The Area of Moray itself is not only crisscrossed with excellent walking trails bit also sits within an impressive circular long distance route, The Moray Way. In addition, your walking holiday in Moray can be made not only much more interesting but also a lot easier by simply following this link to a superb site that provides a wide range of trail guides, location maps, local information, contacts and guidance notes.

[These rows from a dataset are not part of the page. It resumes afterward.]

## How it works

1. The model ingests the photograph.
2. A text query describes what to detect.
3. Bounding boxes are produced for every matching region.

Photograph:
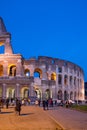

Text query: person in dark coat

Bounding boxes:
[43,100,46,110]
[15,100,21,115]
[6,98,9,109]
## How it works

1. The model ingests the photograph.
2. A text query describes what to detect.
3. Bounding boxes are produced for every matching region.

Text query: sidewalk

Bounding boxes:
[0,106,62,130]
[46,107,87,130]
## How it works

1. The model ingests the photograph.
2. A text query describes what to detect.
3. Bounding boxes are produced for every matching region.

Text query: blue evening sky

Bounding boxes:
[0,0,87,81]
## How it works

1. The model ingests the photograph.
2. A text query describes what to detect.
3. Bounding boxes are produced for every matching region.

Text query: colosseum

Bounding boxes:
[0,17,84,100]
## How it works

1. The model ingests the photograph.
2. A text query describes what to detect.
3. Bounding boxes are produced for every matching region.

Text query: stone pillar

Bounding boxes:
[3,60,8,76]
[16,59,23,76]
[2,84,7,98]
[5,37,13,54]
[15,84,21,98]
[62,66,65,100]
[30,83,35,97]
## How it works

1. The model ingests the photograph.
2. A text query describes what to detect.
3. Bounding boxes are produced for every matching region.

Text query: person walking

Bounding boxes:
[15,100,21,115]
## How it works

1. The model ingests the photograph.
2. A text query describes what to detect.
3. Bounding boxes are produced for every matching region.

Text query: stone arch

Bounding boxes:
[58,90,62,100]
[58,74,62,84]
[34,86,42,99]
[70,91,73,100]
[45,89,51,99]
[74,91,77,100]
[0,64,3,76]
[64,90,68,100]
[51,72,56,80]
[24,68,30,77]
[0,87,2,98]
[6,87,15,99]
[8,64,16,76]
[34,68,42,79]
[69,76,73,86]
[21,86,29,99]
[64,75,68,86]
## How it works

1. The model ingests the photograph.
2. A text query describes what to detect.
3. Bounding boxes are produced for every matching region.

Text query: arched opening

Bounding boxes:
[0,65,3,76]
[34,68,42,79]
[34,86,41,99]
[8,65,16,76]
[58,90,62,100]
[64,75,68,86]
[58,74,62,84]
[0,42,5,54]
[70,92,73,100]
[70,76,72,86]
[64,91,69,100]
[24,69,30,77]
[0,88,2,98]
[45,89,51,99]
[6,88,15,99]
[74,92,76,100]
[21,87,29,99]
[51,72,56,80]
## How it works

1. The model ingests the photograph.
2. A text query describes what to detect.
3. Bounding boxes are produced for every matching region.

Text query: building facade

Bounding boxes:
[0,18,84,100]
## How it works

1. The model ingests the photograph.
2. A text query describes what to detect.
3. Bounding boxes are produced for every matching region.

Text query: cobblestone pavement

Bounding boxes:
[0,106,61,130]
[46,107,87,130]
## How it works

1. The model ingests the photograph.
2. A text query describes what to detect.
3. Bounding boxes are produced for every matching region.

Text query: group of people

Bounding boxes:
[0,98,21,115]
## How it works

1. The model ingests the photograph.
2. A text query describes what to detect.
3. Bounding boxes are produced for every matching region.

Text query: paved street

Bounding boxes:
[0,106,87,130]
[0,106,61,130]
[46,107,87,130]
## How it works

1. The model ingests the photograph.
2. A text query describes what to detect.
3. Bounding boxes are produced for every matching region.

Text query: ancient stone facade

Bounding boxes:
[0,18,84,100]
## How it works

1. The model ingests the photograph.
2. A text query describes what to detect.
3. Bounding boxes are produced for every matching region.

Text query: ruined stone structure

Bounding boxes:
[0,17,84,100]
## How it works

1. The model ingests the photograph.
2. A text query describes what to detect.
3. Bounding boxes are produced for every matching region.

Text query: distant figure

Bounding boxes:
[15,100,21,115]
[45,100,48,110]
[6,98,9,109]
[35,100,38,106]
[43,100,46,110]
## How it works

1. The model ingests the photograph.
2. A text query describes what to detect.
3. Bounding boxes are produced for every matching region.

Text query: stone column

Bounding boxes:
[3,60,8,76]
[30,83,34,97]
[2,84,7,98]
[5,36,13,54]
[15,84,21,99]
[62,66,65,100]
[16,59,23,76]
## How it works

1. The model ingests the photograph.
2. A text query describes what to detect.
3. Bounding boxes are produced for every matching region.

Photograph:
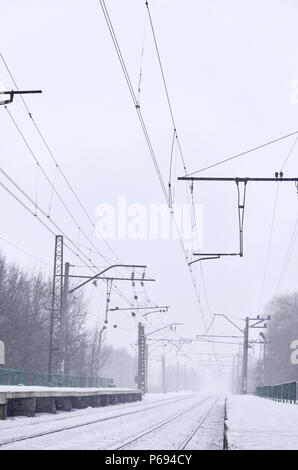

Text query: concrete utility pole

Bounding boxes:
[60,263,70,374]
[161,349,167,393]
[145,342,149,393]
[48,235,63,374]
[241,315,270,395]
[137,322,146,394]
[176,361,179,392]
[241,317,249,395]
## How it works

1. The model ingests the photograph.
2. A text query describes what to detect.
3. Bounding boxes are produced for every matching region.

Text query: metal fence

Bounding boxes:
[0,368,115,388]
[256,382,297,403]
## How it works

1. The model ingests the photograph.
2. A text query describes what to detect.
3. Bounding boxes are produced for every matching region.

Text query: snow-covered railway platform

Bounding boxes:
[225,395,298,450]
[0,386,142,420]
[0,392,224,450]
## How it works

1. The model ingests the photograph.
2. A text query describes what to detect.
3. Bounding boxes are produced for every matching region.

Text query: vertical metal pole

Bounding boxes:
[261,340,266,385]
[138,322,146,394]
[48,235,63,374]
[176,361,179,392]
[161,350,166,393]
[241,317,249,395]
[60,263,70,374]
[145,337,149,393]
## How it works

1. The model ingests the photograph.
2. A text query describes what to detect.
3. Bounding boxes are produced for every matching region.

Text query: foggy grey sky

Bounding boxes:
[0,0,298,368]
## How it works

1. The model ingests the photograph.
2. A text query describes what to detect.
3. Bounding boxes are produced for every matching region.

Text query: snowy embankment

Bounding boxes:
[226,395,298,450]
[0,392,224,450]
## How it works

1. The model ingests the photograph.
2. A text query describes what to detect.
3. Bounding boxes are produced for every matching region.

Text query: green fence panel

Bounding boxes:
[0,368,115,388]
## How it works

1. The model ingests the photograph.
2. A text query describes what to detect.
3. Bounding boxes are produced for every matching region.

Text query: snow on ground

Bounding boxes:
[0,384,133,393]
[0,392,223,450]
[226,395,298,450]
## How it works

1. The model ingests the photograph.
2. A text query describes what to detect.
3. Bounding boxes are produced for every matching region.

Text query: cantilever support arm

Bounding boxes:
[0,90,42,105]
[68,264,147,294]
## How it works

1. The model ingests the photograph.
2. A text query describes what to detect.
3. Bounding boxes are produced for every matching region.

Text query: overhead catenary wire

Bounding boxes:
[145,1,210,321]
[186,130,298,176]
[0,52,121,261]
[259,183,280,311]
[5,106,116,268]
[98,0,168,204]
[0,236,49,266]
[0,168,131,306]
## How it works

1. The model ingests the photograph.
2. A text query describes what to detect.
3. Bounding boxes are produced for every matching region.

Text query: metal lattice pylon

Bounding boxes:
[49,235,63,373]
[138,323,146,394]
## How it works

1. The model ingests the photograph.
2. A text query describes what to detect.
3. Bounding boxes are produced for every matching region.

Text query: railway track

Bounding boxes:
[177,397,219,450]
[0,395,194,447]
[110,397,219,450]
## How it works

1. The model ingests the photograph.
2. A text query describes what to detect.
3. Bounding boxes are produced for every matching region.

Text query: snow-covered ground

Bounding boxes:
[0,392,224,450]
[226,395,298,450]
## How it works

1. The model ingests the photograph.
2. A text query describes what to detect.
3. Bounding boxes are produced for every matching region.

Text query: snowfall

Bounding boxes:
[0,387,298,450]
[0,392,224,450]
[226,395,298,450]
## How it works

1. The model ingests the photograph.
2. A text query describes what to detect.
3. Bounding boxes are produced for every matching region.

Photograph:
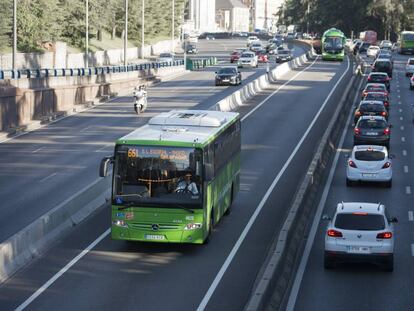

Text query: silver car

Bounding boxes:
[346,145,392,187]
[322,202,398,271]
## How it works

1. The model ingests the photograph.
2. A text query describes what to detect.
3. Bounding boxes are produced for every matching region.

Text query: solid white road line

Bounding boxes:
[39,173,57,182]
[286,73,364,311]
[15,229,111,311]
[197,59,350,311]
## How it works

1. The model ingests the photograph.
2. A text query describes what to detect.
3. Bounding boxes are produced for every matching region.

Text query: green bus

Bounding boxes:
[321,28,346,61]
[398,31,414,54]
[99,110,241,244]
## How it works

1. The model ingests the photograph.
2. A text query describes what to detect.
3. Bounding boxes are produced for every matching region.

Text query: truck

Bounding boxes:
[359,30,377,45]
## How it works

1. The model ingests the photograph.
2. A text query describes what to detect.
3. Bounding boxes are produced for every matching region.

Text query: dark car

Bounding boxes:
[185,43,198,54]
[354,100,388,124]
[372,58,393,78]
[276,49,293,63]
[367,72,391,92]
[361,83,388,98]
[354,116,391,149]
[358,42,371,54]
[216,67,242,86]
[362,92,390,110]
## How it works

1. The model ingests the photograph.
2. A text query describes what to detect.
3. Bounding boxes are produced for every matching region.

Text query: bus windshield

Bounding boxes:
[113,145,202,208]
[324,37,344,50]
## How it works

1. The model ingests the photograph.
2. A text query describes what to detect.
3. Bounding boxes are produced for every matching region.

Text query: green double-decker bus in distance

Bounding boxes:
[99,110,241,244]
[321,28,346,61]
[398,31,414,54]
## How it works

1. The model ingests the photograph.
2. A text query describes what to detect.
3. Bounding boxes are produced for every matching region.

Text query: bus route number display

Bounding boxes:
[128,148,188,161]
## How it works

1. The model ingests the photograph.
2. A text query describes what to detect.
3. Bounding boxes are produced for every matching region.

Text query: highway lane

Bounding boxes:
[0,40,305,241]
[0,55,347,310]
[288,54,414,311]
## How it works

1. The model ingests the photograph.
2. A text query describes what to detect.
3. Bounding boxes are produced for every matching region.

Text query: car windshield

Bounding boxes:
[241,53,254,58]
[355,150,385,161]
[324,37,343,49]
[335,213,385,231]
[359,104,384,112]
[218,68,236,74]
[113,145,202,208]
[357,119,387,129]
[402,33,414,41]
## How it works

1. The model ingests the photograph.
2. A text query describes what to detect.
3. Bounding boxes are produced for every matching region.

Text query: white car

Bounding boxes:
[405,57,414,77]
[367,45,380,58]
[158,53,174,63]
[237,52,259,68]
[346,146,392,187]
[322,202,398,271]
[247,36,259,46]
[250,41,263,52]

“The Moray Way concept links existing walking routes to form a circuit of 95 miles (153km) that can be walked in six to nine days. Parts of the route are suitable for mountain biking and horse riding. Canoes or kayaks could be used down the River Spey providing an adventurous variation. The Moray Way combines the whole of The Dava Way, two thirds of The Moray Coast Trail and about half of The Speyside Way. The concept is the brainchild of The Moray Way Association, formed in 2009 to promote the Way.” (www.morayways.org.uk for further information)
Low Level Walks
Most of Moray’s population lives in towns and villages along the coastal plain and along the principal river valleys, which contain the best farmland and forests. Located between and around settlements is an extensive network of paths and trails. In recent years the more popular and interesting paths have been developed, signed and promoted through a succession of access projects, many of which were spearheaded by local community groups
The southern part of Moray contains extensive areas of ‘wild mountain country’, the home of the red deer, ptarmigan, golden eagle and mountain hare. Here are located some of the highest mountains in Scotland (Munros and Corbetts) including Ben Macdhui, the second highest summit in Britain, a popular place for hill walking.